Monday, April 04, 2016

Gracefully Loved, Gratefully Alive

Today, April 4, 2016 is the 50th Anniversary of my  Baptism.  I was just shy of five years old, but I have no memory of it.  The oldest of my sisters, Leann, was baptized at the same time. She was a bit over a year  old.  It happened in a country Methodist Church, where my Hopkins' grandparents belonged most of their lives.  It has become the most important day of my life, which may seem very strange, but let me tell you why.

No matter what has been going on in my life, spiritually or otherwise, I end up going back to that day.  I must admit that at first this was a discipline based on my theological understanding of Baptism, but it very quickly became a natural habit.  This habit was formed by what I began to find as I tried too go back to that moment of which I have no memory.

What I began to find was real relationship with God, and by that I mean that I discovered God as wholly and holy gift.  My relationship with God is neither something I created nor is it something I earned, it was simply given to me, and my job since that day, through many fits and starts, tosses and turns, deep awareness and blissful ignorance, has been to be grateful.

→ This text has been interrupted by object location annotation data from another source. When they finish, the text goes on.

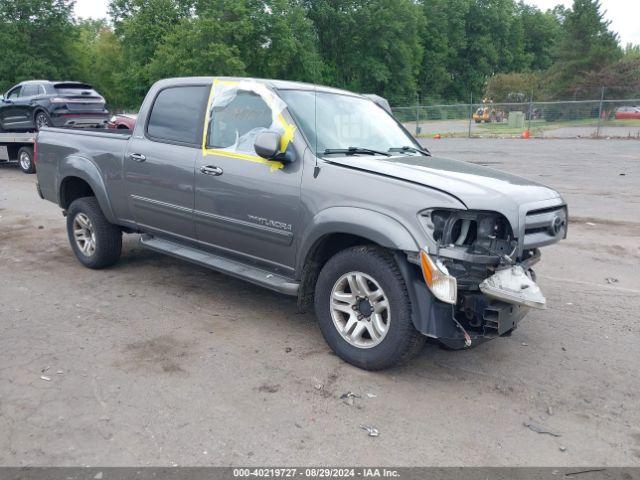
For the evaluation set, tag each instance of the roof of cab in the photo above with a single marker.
(276, 84)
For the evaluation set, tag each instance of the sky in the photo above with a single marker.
(624, 14)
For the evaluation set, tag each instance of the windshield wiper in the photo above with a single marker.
(423, 151)
(355, 151)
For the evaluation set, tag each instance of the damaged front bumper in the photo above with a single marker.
(481, 310)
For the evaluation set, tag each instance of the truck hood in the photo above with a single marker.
(477, 187)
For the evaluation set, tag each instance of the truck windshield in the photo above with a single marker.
(344, 124)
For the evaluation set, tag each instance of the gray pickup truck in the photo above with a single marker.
(316, 193)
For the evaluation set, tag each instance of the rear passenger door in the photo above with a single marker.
(159, 165)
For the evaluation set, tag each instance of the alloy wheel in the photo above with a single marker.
(84, 234)
(360, 310)
(25, 161)
(42, 120)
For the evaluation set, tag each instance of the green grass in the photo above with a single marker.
(536, 127)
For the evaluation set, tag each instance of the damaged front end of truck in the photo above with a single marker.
(479, 271)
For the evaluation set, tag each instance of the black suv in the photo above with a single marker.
(40, 103)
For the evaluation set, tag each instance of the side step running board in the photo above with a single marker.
(236, 269)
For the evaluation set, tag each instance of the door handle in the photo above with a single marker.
(212, 170)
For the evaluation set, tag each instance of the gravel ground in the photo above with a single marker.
(158, 362)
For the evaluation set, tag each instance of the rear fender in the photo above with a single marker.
(87, 170)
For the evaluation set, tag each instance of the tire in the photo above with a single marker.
(99, 242)
(41, 119)
(25, 160)
(400, 341)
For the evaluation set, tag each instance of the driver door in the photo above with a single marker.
(245, 205)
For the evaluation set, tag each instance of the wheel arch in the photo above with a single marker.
(339, 228)
(80, 178)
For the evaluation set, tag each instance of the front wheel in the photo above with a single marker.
(42, 120)
(364, 311)
(95, 242)
(25, 160)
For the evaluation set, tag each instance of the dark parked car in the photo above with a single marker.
(39, 103)
(628, 113)
(123, 121)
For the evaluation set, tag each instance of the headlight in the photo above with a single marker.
(443, 286)
(479, 231)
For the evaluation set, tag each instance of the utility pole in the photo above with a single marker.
(600, 113)
(418, 129)
(470, 114)
(530, 111)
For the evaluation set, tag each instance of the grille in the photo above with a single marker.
(546, 226)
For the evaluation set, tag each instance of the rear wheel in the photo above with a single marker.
(364, 311)
(25, 160)
(96, 242)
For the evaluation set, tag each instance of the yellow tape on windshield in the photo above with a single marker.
(287, 137)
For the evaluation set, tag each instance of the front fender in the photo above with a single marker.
(374, 226)
(85, 169)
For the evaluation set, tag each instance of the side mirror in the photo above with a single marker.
(267, 145)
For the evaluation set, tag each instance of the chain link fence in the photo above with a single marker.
(601, 118)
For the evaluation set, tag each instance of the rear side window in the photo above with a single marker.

Over time I have discovered that being grateful is what it is all about, and by "it" I mean life, everything.  I can talk about and write about the intricacies of Christian theology and understanding the Bible, but when all is said and done, this simple truth is the core:  I am gracefully loved by the force that created the universe and for that I am grateful.

Now, of course, I have many days when I forget this truth, and many days when it is hard to accept it, and many more days when I struggle with the fact that the person who just annoyed me is equally graciously loved.  This simple truth does not always make life easier.  I struggle with it, and that is where my participation in the Christian community, my study of the Bible, my experience of the crucified and risen Jesus, and my life with my husband and family comes in.  They all help to remind me that I am, indeed, graciously loved and my only lifelong pursuit is to be grateful.

I am grateful for my baptism, and I wouldn't want it to have happened in any other way.  I do not need to remember it; I simply need to use it as my reference point for striving to be as fully alive as God would have me be.